5) Create an extra category for less sensitive information. Some organizations create a label specifically for information that can be released outside the company, but is still sensitive. This label might be called “Sensitive” or “Commercial-in-Confidence”. This approach relies on users to differentiate “Sensitive” from “Confidential”, which can cause confusion and inaccurate labeling.

At TITUS, our recommendation is to use a “Public” label, and apply visual markings to “Public” email and documents. This reinforces the corporate goal of raising security awareness and identifying information sensitivity. Once users gain experience in classifying their data, you can reassess the “Public” label and consider some of the options above.

The creation of the rest of the classification scheme should be fairly straightforward. At this stage in the classification program, there should be only two or three additional categories.
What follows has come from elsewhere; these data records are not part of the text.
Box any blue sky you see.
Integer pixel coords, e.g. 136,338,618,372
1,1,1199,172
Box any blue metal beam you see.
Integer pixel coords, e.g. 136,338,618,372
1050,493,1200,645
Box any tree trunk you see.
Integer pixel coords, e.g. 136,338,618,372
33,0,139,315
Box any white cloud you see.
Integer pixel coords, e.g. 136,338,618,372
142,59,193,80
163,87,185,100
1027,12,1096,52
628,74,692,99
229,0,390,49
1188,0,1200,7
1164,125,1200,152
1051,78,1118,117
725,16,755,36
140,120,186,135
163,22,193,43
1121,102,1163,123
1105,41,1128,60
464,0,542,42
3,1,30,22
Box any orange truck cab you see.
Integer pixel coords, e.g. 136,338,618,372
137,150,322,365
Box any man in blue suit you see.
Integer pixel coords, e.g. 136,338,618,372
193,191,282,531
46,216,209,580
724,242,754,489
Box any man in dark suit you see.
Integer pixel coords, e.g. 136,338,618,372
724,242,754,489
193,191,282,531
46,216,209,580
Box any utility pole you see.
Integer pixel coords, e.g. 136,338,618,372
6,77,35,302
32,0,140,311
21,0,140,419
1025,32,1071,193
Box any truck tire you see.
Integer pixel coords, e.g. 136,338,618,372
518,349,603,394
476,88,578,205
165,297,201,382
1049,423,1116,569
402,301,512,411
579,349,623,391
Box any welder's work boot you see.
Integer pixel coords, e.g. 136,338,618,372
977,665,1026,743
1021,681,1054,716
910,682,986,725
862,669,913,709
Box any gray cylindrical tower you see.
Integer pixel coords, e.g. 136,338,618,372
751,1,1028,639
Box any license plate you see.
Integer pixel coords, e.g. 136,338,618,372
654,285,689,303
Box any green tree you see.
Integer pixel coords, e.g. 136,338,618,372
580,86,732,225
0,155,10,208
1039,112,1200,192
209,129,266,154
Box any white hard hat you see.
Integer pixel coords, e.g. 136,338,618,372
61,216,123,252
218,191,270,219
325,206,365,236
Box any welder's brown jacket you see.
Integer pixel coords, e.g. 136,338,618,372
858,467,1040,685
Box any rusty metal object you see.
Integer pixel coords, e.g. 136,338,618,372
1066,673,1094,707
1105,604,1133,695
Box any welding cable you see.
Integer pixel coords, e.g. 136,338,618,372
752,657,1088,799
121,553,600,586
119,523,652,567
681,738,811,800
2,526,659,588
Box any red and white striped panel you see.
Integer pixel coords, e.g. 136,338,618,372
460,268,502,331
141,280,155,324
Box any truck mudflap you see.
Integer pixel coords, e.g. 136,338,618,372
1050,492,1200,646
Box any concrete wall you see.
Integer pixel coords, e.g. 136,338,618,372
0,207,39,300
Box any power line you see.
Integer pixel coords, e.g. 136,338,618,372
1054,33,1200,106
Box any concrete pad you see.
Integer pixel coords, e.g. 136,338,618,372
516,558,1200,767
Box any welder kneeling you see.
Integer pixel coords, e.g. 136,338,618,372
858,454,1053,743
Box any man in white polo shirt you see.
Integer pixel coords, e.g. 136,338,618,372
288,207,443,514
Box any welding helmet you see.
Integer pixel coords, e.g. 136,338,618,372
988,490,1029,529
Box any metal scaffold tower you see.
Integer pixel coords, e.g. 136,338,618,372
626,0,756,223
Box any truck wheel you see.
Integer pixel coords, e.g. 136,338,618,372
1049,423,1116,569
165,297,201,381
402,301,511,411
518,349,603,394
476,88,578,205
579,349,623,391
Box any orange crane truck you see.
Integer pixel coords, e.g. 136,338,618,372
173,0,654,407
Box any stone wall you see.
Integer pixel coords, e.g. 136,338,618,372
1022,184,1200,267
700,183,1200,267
Here are some typical examples:

  • Confidential, Secret
  • Internal, Confidential
  • Internal, Confidential, Highly Confidential
  • Internal, Confidential, Strictly Confidential
  • Internal Use Only, Restricted, Restricted Confidential

Later, you may want to add a second classification level to address specific data protection needs. Here are some examples:

  • Compliancy: PCI DSS, HIPAA/HITECH, GLBA, CMR 201, ISO 27001, PIPEDA, EU Directive 95/46/EC, etc.
  • Information Privacy: Personally Identifiable Information (PII), Protected Health Information (PHI)
  • Intellectual Property: Copyright, Trade Secret, Patent Application Document, Patent Supporting Document, Not IP
  • Export Compliancy: ITAR, EAR 
  • Department: Legal, Human Resources, Finance, Engineering, Sales, etc.
  • Project: Codenames for new products and other projects
  • Legal/Discoverability: Privileged, Hold
  • Retention: Retention Period and/or Retention Start Date

Organizations are often tempted to add these labels to the initial classification policy rollout. However, adding more labels at this point will increase internal debate, slow down the implementation, and possibly lead to a classification scheme that is overly complex or restrictive. Your goal is to get users to start classifying now, rather than developing a classification scheme that is perfect in theory, but never put into practice. That’s why it’s best to start with a simple classification scheme, which your organization can tailor over time as users gain more classification experience.